Frist Center for the Visual Arts
The premiere art museum and cultural center in Nashville, the Frist Center for the Visual Arts opened in 2001 and boasts 24,000 square feet of gallery space. The museum's permanent collection includes paintings and sculpture from around the world, as well as rotating exhibits of fine art and folk art from local and regional artists. The building itself was constructed in 1932 and served as a U.S. Post Office until the 1980s. It is an excellent example of Art Deco architecture and for this reason was added to the National Register of Historic Places in 1984.
Backstory and Context
This museum's official displays both of the most distinctive architectural styles of the period: classicism and Art Deco.

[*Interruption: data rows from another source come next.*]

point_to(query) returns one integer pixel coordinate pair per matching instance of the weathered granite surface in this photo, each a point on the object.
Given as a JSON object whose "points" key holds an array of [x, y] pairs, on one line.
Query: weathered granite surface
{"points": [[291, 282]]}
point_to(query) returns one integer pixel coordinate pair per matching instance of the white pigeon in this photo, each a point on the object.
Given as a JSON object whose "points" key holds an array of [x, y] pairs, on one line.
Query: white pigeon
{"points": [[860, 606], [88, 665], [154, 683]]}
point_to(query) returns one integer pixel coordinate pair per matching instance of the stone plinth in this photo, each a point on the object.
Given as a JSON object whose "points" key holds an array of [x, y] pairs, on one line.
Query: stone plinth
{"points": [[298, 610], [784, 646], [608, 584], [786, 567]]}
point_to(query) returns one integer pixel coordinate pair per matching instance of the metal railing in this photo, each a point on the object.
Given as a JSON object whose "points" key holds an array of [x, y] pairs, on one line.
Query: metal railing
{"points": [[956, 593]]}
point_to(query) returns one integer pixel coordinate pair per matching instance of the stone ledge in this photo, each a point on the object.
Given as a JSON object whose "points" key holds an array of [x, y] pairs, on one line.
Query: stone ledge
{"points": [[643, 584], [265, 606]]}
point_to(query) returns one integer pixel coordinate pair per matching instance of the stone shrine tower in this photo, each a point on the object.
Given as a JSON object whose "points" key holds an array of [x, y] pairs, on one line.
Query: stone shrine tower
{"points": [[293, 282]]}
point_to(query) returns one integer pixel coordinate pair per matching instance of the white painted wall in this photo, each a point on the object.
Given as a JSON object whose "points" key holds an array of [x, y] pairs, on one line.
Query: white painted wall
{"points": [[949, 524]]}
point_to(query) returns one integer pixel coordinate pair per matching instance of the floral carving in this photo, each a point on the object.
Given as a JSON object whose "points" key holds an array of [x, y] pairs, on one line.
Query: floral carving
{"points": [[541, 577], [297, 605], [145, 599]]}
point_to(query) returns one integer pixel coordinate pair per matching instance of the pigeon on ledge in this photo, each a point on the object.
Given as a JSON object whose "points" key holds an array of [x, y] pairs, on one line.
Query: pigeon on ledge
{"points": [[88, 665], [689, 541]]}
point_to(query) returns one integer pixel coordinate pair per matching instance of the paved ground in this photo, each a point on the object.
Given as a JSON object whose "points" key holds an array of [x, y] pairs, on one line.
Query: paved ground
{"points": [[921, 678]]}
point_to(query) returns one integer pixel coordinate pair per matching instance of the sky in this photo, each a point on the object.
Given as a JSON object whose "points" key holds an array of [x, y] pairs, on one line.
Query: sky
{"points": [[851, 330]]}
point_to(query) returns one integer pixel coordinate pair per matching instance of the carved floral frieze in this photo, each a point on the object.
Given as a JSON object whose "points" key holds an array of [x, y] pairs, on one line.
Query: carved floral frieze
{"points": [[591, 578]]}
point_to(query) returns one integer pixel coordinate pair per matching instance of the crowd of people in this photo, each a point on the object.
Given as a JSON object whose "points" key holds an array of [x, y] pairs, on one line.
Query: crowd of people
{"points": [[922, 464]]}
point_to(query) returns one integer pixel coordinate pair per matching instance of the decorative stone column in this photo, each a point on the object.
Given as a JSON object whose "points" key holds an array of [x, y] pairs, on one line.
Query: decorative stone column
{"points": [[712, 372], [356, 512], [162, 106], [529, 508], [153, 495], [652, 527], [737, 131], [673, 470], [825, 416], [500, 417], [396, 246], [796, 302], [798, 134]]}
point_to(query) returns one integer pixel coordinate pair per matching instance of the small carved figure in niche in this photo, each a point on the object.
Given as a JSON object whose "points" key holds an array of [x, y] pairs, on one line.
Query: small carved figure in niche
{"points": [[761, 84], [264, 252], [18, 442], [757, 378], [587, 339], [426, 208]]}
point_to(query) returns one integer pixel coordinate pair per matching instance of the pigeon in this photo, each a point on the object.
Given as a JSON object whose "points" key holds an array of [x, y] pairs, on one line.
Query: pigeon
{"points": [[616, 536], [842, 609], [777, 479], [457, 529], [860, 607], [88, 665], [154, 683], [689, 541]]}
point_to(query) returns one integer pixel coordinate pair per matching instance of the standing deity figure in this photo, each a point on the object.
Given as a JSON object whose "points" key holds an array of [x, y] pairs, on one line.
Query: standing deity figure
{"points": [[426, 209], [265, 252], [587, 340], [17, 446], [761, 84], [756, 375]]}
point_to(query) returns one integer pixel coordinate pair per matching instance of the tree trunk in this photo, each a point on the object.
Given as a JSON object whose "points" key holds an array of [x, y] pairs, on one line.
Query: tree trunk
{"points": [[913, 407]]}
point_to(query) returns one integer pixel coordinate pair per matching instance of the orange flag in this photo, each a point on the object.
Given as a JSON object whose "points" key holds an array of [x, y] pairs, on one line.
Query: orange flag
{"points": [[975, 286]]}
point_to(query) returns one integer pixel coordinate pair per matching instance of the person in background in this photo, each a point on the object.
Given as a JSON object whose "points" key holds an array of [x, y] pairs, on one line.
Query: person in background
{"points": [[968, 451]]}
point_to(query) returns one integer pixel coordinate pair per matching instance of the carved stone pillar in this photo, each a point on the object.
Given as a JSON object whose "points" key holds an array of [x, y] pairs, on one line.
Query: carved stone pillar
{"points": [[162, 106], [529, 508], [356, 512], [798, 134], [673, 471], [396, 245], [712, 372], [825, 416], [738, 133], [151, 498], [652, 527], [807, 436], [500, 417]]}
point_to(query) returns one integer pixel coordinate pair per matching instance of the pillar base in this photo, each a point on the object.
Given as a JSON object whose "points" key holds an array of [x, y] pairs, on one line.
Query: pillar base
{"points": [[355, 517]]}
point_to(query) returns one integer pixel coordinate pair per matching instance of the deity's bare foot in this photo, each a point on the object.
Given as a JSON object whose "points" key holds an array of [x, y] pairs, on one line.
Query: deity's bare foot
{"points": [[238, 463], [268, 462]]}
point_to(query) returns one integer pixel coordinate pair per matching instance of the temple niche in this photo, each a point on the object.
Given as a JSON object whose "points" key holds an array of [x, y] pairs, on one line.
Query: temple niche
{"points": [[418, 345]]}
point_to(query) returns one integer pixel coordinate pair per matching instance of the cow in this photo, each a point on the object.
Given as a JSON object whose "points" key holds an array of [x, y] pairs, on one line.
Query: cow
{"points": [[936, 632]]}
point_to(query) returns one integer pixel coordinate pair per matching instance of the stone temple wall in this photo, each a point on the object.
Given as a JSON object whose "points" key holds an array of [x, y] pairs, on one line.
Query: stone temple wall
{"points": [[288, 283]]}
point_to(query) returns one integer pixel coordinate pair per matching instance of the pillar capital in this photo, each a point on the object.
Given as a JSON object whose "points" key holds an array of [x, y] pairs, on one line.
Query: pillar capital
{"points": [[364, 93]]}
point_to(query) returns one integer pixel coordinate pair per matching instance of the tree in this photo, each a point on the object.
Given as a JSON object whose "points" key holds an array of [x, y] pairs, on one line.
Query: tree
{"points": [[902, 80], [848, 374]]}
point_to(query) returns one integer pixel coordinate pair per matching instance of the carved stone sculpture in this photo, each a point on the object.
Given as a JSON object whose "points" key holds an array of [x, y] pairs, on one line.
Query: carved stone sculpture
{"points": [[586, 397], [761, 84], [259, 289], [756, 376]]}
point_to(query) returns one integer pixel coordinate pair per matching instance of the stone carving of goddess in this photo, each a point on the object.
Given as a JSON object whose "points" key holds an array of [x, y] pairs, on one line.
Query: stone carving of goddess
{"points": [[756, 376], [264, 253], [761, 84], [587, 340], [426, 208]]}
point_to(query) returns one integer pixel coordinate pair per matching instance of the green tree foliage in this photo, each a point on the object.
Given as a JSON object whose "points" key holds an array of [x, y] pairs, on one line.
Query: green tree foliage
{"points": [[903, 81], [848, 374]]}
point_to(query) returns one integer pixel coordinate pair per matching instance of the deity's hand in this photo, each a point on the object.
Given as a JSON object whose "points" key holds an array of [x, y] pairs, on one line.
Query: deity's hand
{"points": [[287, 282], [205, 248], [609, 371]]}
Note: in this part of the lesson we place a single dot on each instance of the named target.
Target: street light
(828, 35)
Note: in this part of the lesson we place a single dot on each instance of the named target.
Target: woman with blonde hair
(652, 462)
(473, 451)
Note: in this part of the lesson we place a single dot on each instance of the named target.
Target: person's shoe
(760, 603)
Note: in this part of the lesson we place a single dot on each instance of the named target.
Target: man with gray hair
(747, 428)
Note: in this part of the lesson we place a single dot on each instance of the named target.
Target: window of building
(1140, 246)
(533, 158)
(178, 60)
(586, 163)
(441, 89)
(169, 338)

The building was constructed from 1933 to 1934 under the direction of the local architectural firm of Marr & Holman and financed by monies appropriated by Congress during the Hoover administration. The building's layout was inspired by the mindset of architects from the Depression who preferred starved and stripped classicism. The floors are filled with marble coated flooring and the walls consist of glittery- stoned wall. This type of layout is called "Art Deco". The Frist Art center opened in 2001 and since then they have had many art exhibits bring in new culture, customs, and ideas from around the world.
The Frist Center for the Visual Arts has become a magnet for Nashville’s rapidly expanding visual arts scene. With an exhibitions schedule that has new art flowing through the magnificent art deco building every 6 to 8 weeks, no matter how often one visits, there is always something new and exciting to see in the spacious galleries.
Each exhibition page contains detailed information about exhibition-related programs and an array of resources, including gallery guides, audio guides, videos and additional information from varying sources. The Frist Art Center is always growing and inspiring people of all ages to come together to admire all kinds of Art.